Chen Hao entrecerró los ojos mientras observaba a los hombres, luego de repente su expresión cambió dramáticamente, y señaló detrás de ellos con labios temblorosos:
— Ustedes, detrás de ustedes…
—¿Eh?
—Los hombres se sobresaltaron por la expresión de Chen Hao y rápidamente giraron sus cabezas.
Y en ese instante, sintieron un dolor en sus cuellos y la oscuridad cayó ante sus ojos; no supieron más.
—¿Es esto real…
—Los labios rosados de Bingshuang se separaron ligeramente en incredulidad.
Frente a ella, Chen Hao noqueó casualmente a los dos hombres, permitiendo que la mujer desaliñada fuera rescatada.
La mujer aún no había recobrado el sentido.
Cuando sintió que sus brazos eran liberados, se dio cuenta de que estaba bien.
—Gracias, gracias…
—La mujer miró a Chen Hao e instintivamente le agradeció repetidamente.
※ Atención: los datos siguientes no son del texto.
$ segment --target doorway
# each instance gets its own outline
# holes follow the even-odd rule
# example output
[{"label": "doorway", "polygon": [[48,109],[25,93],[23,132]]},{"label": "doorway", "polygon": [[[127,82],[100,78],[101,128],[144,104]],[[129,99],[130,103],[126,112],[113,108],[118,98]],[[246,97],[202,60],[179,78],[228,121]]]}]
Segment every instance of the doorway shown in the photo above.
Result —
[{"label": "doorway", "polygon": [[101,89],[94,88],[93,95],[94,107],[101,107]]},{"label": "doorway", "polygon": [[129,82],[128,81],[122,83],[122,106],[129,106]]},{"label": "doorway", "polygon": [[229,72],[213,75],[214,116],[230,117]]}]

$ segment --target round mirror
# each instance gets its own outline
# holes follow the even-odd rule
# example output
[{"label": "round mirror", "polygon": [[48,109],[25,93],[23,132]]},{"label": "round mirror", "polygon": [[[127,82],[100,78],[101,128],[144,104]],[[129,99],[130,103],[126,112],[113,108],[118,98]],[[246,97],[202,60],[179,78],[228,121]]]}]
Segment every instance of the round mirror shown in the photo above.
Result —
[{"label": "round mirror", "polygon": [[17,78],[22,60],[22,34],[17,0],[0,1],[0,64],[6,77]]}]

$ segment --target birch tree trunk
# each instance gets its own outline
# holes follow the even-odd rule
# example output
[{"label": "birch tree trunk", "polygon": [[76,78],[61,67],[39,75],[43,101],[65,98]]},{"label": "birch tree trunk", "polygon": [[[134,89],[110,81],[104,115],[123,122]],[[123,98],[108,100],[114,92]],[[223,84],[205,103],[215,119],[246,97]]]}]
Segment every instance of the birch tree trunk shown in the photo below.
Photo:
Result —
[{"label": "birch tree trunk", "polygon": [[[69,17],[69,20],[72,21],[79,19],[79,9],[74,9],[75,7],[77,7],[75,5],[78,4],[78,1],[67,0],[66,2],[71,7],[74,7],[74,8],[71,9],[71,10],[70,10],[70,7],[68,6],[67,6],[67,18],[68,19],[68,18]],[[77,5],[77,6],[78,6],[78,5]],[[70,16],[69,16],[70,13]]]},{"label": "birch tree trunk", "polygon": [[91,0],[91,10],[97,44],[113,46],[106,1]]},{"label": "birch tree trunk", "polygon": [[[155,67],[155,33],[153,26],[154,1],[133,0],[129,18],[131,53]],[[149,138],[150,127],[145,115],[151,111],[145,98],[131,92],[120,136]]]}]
—No me agradezcas todavía, echa un vistazo a tu hija primero —dijo Chen Hao, haciendo un gesto a la mujer y dirigiendo su mirada hacia la furgoneta.
En ese momento, el único adulto en la furgoneta era Dientes Amarillos Grandes, el resto eran niños inconscientes.
—¡¡Miaomiao!!
La mujer miró hacia la furgoneta, su rostro de repente palideciendo.
Dentro de la furgoneta, Dientes Amarillos Grandes tenía a una delicada niña pequeña apretada bajo su brazo.
Su bonito rostro estaba hinchado, sus ojos cerrados como si se hubiera desmayado.
Chen Hao reconoció de un vistazo que la niña era la hija de la mujer, ya que se parecían increíblemente; de no ser por la notable infantilidad en el rostro de la niña, podrían haber sido un raro par de madre e hija gemelas.
—¡Nadie se mueva, y escuchen lo que digo, o le dispararé a esta niña hasta matarla!
—El rostro de Dientes Amarillos Grandes estaba cubierto de malicia, y en su otra mano, blandía una pequeña pistola improvisada, apuntando directamente a la cabeza de la niña.